Ainsi, depuis la ratification des modifications du Comofi en janvier 2014, la pratique a reçu une couverture règlementaire (plus logique que précédemment, si on exclut les abus possibles .... et malheureusement parfois commis).
 
Beaucoup de SCPI “classiques” en ont profité pour libeller des autorisations – par décisions d’AGO - comprises entre 15% et 30% (ordres de grandeur des proportions constatées) de leur patrimoine pouvant être financé à crédit.
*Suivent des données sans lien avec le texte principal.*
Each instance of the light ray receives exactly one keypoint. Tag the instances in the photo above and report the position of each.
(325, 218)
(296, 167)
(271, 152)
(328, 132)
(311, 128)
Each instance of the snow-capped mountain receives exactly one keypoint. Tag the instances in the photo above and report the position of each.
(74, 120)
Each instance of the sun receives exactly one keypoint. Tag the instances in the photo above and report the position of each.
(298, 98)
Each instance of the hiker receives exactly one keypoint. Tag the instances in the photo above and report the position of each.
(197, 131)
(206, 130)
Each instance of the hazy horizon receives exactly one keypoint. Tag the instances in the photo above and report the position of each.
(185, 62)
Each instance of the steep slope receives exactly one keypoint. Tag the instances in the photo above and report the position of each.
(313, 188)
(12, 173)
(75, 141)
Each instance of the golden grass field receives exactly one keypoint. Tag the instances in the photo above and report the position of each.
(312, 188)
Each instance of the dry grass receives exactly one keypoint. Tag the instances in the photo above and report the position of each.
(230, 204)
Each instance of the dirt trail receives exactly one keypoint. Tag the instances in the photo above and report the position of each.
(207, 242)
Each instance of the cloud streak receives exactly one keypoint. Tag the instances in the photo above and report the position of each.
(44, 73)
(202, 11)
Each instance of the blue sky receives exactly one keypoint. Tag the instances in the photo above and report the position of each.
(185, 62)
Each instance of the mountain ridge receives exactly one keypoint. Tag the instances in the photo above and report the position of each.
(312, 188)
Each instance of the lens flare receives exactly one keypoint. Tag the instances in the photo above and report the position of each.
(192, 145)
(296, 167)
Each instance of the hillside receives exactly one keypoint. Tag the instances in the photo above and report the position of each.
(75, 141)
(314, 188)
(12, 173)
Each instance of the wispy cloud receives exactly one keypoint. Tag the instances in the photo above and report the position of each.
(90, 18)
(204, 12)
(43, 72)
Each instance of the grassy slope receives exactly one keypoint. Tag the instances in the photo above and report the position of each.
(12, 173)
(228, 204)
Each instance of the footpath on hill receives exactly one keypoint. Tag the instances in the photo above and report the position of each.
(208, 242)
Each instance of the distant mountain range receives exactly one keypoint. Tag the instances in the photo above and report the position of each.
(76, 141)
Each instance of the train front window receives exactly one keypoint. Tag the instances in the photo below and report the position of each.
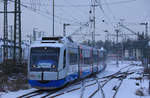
(44, 58)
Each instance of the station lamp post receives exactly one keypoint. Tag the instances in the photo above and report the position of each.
(64, 33)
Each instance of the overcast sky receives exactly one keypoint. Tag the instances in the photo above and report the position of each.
(76, 11)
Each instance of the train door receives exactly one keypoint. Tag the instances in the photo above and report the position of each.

Ce qui est élevé mais en deçà de ce qu’ont pratiqué les foncières cotées ces dernières années.
 
Cependant, est apparu un aspect insidieux, à dire vrai tout récemment découvert : celui du crédit autorisé (par l’AGO) non utilisé (par la société de gestion) ..... et générateur de frais élevés bénéficiant à une banque du même groupe que la société de gestion ou en relation d’affaire avec elle.
 
On imagine ce que cela peut donner :
 
Par hypothèse, une SCPI autorise – par décision d’AGO - de recourir à l’emprunt pour 20% de son patrimoine.
 
La société de gestion met en place auprès d’une banque amie une capacité de tirage de ce montant mais n’en utilise que le quart.
 
La SCPI acquitte ses remboursements sur ce quart, avec lequel elle investit (en espérant un effet de levier) mais acquitte aussi une pénalité (élevée) de non utilisation sur les trois autres quarts.
 
De forts abus (relevant parfois de la négligence et parfois d’un comportement plus conscient) viennent d’être décelés.
 
Ils ne sont pas facile à identifier car pour le faire, il faut disposer des détails d’utilisation de l’enveloppe autorisée.
 
Les conseils de surveillance en disposent .... sauf s’ils sont assoupis ou ont perdu leur indépendance, ce qui est le cas dans une grosse majorité - pour ne pas dire la totalité - des SCPI concernées.
 
L’emprunt dans les SCPI devient donc un vaste sujet qui permet – une nouvelle fois – de “revisiter” leur carence fondamentale : un corpus législatif et règlementaire plutôt convenable, à l'exclusion de certaines dispositions arrachées par la profession au détriment des épargnants, lors de la ratification au début 2014 de l'ordonnance AIFM de juillet 2013 (*)
 
Parce que cela n'a jusqu'ici jamais été fait, il importe d'appeler vivement aujourd'hui l'attention des souscripteur sur cette déviance qui, hélas, se répand pour défaut de vigilance.

(*) : Le propos de la présente question étant ciconscrit, ces dispositions très négatives sont analysées par ailleurs.